I use unity to realize AR/VR projects and I wonder how to make code maintainable and unit testable.
I’m learning about the clean architecture (uncle bob, software craftmanship, …) and the ECS (entity-component-system) architecture.

Is one of them more suited to unity?
What are the differences between the two?
both are compatible ?

Are there other similar architecture?

Thanks for answer ! =)

Unity’s own component oriented design already says “Entity Component System”, which I’d say is a hint.

Clean architecture appears to me to be an architectural version of the same philosophical and practical motivations behind object oriented programming, and the subject overlaps in my view. The idea of objects is exactly that of avoiding coupling, to separate functionality into testable units, and more.

I’m not convinced that the “Clean Architecture” paradigm is as of yet fully fleshed out. The earliest references are only a few years old, though in this industry even 7 years is nearly ancient to some minds. Industrial notions, like operating systems, platforms and frameworks, change rapidly. More thoughtful, scholarly paradigms, like object oriented programming itself, takes much longer because it is a more academic and logical exercise, requiring time to collect empirical data and prove the results. Since I view “Clean Architecture” as an architectural level version of object oriented programming (which works all the way down to very small expressions of code), I’m not convinced it is actually anything new.
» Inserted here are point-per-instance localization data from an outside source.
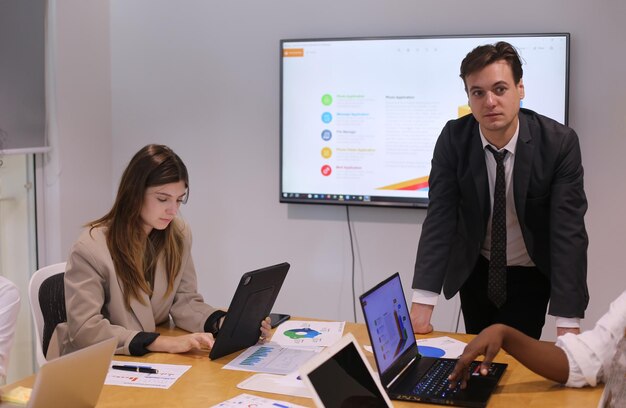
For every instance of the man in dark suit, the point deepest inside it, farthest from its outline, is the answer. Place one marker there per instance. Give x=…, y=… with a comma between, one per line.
x=510, y=259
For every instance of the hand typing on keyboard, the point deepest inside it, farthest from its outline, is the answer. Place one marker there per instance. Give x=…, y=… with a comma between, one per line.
x=487, y=344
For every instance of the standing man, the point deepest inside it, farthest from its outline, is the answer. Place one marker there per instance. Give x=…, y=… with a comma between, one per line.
x=505, y=223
That said, one of the very tenets is violated at first look: Unity requires that you use its framework. That defines a dependency. Much of the beginning of any code you write in Unity begins by deriving from MonoBehaviour, which is a very deep kind of dependency. I prefer such classes be small and limited; consumers of classes external to Unity’s framework for anything more than simple behavioral modifications of GameObjects. This is as much and object oriented design notion as it is an architectural notion.

I find most posting questions here are beginning their study of Unity and learn C# from that perspective as they work, so their viewpoint is entirely the opposite of your question. Indeed, many seem to think that the script is a central programming concept, without acknowledging that it is actually the class they’re describing.
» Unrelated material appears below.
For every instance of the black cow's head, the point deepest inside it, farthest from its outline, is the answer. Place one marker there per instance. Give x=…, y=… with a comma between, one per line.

To think in terms of application development, of architecture and design patterns is far more appropriate when the target is ambitious, but then many of these projects are FPS, platform or other typical game designs, so they only have interest in controlling the camera, player movement, object behavior and appearance, or special effects. Most depend upon Unity’s architecture and framework, seeking only to extend functionality as tutored by modifying Update, Start or creating co-routines.
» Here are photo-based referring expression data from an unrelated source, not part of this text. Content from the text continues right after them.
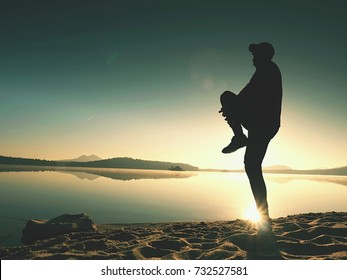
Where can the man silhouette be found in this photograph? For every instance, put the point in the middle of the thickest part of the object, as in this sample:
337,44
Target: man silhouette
258,109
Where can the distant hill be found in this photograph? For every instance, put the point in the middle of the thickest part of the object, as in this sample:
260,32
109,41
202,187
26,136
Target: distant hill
122,162
83,158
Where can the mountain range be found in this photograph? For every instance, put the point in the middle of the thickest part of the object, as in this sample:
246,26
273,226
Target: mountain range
130,163
120,162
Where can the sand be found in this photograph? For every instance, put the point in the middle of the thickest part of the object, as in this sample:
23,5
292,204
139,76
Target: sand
304,236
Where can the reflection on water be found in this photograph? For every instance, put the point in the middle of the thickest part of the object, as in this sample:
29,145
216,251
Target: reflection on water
93,173
111,196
With respect to unit testing, you have to consider that if the classes we’re writing are derived from Unity’s framework (MonoBehaviour), they can’t be isolated. For unit testing to really work you should be able to build a stand alone application that incorporates the class or classes to be tested, driven by a small main program that runs the test. This shows the classes are not dependent on anything (or at least what they are dependent upon, like the STL for example), and that they work under all tested modes of operation. You can’t do that with MonoBehaviour derived objects in a stand alone console application, so you have to build a Unity game for that. However, when classes comprise some service, system or complex feature (like AI, audio processing, specialized memory managers, etc), they can be written entirely independent of the Unity framework, tested, then consumed from a Unity application by incorporating the tested source.

This, too, is very much in line with the original tenets of object oriented programming. Unless you have quite an ambitious target in mind, but are making something typical of a Unity based game, the architecture is all but defined by Unity already. If, however, you consider Unity merely the rendering component of a far more ambitious application, you’d design and build the application from that viewpoint, defining specific points of attachment to the Unity design and framework, built, subsequently, as a Unity solution. In that mode you’d have a choice of architectures.